The rapid and strengthened mobilization against women human rights in the name of culture and religion, and the subsequent justification of the violations of their rights and bodies, can only be resisted and defeated by the coming together of women human rights groups and activists in a more powerful, determined, and strategic manner.  Amidst the increasing attacks against our bodies and rights, it is becoming growingly difficult to strategize for long-term social transformation. Yet, there is a lot to learn from each other in the region about how women human rights defenders and feminist organizations help to counter and prevent fundamentalist ideologies and violence in the name of culture and religion? Faced with the reality of the growing violence in their lives and in their communities, women are taking a stand. They are actively raising consciousness, educating their communities about equality, and protecting those whose rights are under attack in the name of culture and violence. They are mobilizing across communities to challenge the authority of fundamentalists.
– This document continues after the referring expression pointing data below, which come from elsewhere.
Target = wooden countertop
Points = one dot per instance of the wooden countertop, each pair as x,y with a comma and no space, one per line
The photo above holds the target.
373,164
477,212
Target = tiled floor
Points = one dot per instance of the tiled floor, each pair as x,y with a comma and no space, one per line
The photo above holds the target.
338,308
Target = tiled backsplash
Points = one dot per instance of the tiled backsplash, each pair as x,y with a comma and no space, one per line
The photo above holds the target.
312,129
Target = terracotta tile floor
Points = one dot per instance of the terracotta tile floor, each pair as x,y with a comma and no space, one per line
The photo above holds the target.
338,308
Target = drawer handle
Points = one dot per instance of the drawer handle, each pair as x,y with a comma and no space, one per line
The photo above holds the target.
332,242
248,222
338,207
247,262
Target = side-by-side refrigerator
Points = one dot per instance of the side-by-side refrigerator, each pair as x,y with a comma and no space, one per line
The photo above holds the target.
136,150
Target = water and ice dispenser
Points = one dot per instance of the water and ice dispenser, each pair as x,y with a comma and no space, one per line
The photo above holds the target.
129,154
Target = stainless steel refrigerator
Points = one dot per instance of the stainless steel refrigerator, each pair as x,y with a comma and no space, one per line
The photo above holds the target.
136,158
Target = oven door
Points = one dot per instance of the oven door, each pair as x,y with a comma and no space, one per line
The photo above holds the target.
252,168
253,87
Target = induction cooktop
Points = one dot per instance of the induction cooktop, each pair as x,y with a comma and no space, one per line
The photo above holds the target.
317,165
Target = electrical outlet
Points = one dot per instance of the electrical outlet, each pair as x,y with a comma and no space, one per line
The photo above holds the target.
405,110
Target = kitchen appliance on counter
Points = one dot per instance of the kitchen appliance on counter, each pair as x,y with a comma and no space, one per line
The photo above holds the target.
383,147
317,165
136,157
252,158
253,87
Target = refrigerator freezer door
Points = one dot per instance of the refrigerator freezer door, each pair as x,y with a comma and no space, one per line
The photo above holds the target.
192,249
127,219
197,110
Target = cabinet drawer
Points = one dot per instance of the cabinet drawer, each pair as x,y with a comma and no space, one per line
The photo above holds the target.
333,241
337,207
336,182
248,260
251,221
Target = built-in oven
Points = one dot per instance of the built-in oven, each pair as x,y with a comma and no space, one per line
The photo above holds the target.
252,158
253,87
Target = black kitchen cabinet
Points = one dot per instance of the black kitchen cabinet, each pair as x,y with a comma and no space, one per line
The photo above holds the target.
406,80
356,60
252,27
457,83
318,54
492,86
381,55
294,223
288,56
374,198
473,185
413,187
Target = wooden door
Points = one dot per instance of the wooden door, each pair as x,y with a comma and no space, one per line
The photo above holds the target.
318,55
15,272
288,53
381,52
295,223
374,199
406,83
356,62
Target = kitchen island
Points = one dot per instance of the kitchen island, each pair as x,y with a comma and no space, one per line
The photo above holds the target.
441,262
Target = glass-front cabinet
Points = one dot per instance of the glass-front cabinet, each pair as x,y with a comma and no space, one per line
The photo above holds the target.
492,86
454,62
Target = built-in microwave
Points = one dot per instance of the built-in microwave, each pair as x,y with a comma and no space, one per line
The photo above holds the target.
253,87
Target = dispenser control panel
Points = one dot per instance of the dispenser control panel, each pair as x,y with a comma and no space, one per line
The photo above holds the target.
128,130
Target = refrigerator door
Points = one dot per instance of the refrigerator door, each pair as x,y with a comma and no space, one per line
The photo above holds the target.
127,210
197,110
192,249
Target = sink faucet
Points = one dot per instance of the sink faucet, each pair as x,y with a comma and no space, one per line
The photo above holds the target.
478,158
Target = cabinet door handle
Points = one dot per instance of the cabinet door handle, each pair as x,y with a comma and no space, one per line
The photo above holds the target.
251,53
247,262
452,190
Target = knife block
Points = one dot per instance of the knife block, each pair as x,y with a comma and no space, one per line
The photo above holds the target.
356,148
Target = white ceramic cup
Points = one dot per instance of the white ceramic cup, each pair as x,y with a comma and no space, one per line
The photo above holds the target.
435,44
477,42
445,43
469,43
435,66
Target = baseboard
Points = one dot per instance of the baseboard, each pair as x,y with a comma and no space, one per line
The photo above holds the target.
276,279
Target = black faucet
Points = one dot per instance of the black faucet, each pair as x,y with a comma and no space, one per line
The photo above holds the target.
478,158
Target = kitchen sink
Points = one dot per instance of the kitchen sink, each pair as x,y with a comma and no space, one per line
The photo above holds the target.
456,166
It is for these reasons that the Forum of Women NGOs in Kyrgyzstan and Global Fund for Women are organizing this convening in order to create a space where women human rights groups and activists from the region can come together to:

  1. learn from one another about the different root causes and manifestations of cultural and religious violence in their countries, and region and what each is doing to resist the violence and
  2. reflect together on which strategies have worked where, how, and why in order to better
  3. strategize collectively so that our resistance to violence in the name of culture and religion is more powerful, sustainable, and strategic.  

The overall goal of this Convening is to support each other as feminist activists in the EECA region to be better equipped to resist GBV in the name of culture and religion and to explore how to be of best support to one another in our collective fight for social transformation and the respect of all women human rights.

During the convening, we will reflect together around the following questions:

  • What are the main illustrations of cultural and religious violence against women and girls in EECA?
  • What are key feminist strategies to counter and prevent fundamentalist ideologies and violence in the name of culture and religion?
  • How can we practice better solidarity towards one another?
  • Which are our key collective priorities as feminists in the EECA region resisting violence in the name of culture and religion?
  • What are our needs as a movement in order to strengthen ourselves and ensure our sustainability?

Gender equality is potentially the single most powerful counter to fundamentalist movements that are justifying violence against women and girls in the name of culture and religion. Let us join hands, hearts, and minds to increase the strength, resilience and effectiveness of our communities of women human rights activists united together against a status quo that is violently denying our human rights.